Questo per cercare di non fermare del tutto le operazioni più importanti, che richiedono forzatamente la presenza di alcuni addetti sul campo. Nelle ultime ore però abbiamo scoperto che il colosso sta sviluppando un programma per il rientro a gruppi di tutti gli altri dipendenti. Ecco i dettagli.

 

Apple si prepara al rientro al lavoro di alcuni suoi dipendenti

Alcuni lavori risultano davvero impossibili da effettuare da casa, ne sono un esempio la gestione dei data center, lo sviluppo del software, la messa in vendita di nuovi prodotti sullo store online e alcuni test da effettuare sull’hardware e molti altri. Questi rivestono infatti un ruolo primario nel business dell’azienda e non possono essere lasciati al caso. La prima parte di dipendenti pronta a tornare negli uffici si concentrerà probabilmente sullo sviluppo dell’hardware.

Lavoreranno su alcuni progetti già avviati e che devono essere ultimati a breve, in particolare alcuni progetti legati alla realtà virtuale e come riferito negli ultimi giorni, si starebbe concludendo anche la progettazione delle prime cuffie over-ear, le AirPods Studio. Fino a questo momento gli sviluppatori software hanno continuato a svolgere il proprio lavoro da casa, in vista soprattutto della prossima WWDC 2020 prevista per il 22 giugno 2020.
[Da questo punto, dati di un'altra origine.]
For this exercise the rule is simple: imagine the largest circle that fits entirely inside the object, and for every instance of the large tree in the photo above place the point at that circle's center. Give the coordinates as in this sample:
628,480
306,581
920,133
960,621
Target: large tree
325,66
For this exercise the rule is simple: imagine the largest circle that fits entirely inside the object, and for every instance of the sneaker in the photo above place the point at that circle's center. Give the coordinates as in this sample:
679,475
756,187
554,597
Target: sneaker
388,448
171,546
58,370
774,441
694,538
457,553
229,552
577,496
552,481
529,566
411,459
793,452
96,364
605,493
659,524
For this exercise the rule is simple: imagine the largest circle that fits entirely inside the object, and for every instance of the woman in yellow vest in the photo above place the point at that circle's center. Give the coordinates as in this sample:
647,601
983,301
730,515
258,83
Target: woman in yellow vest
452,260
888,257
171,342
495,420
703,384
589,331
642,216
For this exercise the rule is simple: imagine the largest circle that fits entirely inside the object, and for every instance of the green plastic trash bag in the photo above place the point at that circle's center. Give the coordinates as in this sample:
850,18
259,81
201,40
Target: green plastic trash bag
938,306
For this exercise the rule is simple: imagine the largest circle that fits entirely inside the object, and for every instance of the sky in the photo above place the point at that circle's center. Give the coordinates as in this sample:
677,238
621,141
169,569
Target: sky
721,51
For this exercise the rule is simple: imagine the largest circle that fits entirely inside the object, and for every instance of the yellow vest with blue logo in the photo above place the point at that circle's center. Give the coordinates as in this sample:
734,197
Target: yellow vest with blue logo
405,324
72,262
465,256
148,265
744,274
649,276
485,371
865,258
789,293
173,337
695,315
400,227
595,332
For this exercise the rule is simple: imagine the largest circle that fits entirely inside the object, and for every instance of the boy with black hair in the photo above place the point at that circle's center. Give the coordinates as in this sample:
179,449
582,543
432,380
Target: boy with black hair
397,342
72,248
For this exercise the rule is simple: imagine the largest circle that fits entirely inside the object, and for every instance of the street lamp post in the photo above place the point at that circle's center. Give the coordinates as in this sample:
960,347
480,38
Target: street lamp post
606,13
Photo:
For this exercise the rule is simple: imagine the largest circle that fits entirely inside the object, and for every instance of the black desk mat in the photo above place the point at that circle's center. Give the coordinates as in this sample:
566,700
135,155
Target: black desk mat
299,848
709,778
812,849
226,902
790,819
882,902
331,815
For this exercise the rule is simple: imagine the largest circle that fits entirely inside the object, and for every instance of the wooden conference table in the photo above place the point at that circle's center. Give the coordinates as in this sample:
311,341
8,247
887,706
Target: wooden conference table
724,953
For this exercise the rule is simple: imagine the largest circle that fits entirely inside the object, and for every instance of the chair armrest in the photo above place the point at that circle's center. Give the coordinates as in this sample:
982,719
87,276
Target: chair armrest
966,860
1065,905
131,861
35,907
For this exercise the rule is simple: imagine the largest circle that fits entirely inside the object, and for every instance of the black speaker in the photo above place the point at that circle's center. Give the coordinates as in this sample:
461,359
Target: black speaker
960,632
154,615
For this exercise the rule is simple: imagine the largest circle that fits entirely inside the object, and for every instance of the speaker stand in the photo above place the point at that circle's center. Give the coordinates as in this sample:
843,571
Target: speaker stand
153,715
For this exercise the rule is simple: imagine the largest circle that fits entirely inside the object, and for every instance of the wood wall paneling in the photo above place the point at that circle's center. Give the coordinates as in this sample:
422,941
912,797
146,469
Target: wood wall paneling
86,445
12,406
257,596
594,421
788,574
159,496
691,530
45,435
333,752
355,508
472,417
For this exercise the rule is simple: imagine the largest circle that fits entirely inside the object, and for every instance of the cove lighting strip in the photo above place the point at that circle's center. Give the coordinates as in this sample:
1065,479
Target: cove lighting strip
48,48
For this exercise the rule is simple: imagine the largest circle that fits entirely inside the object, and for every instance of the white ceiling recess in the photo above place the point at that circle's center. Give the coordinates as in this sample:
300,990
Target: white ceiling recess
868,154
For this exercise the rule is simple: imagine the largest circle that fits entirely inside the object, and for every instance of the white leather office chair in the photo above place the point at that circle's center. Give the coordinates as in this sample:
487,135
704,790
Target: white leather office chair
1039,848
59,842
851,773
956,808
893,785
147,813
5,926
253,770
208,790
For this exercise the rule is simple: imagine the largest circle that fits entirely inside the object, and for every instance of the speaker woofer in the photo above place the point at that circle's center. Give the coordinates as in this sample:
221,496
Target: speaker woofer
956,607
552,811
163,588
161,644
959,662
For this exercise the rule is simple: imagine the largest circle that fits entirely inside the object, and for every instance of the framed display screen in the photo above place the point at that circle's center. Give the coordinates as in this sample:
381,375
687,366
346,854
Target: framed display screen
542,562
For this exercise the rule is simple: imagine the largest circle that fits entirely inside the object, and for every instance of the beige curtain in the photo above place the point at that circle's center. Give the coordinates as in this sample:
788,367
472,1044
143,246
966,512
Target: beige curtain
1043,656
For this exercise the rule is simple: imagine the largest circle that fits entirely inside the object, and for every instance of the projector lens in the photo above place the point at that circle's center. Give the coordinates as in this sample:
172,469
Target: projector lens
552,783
Gli ingegneri stanno filmando il proprio lavoro da casa per cercare di arrivare alla conferenza appena menzionata con tutti i contenuti necessari da poter mostrare al pubblico, non limitato questa volta vi ricordo. Tim Cook, amministratore delegato del colosso ha riferito a Bloomberg: “Non immaginiamo, almeno ad oggi, che tutti i nostri dipendenti possano tornare contemporaneamente a lavoro. E’ necessario costituire dei gruppi suddivisi in ruoli diversi, in modo da garantire la copertura su tutti i fronti e poter poi intercambiarle a seconda delle necessità“.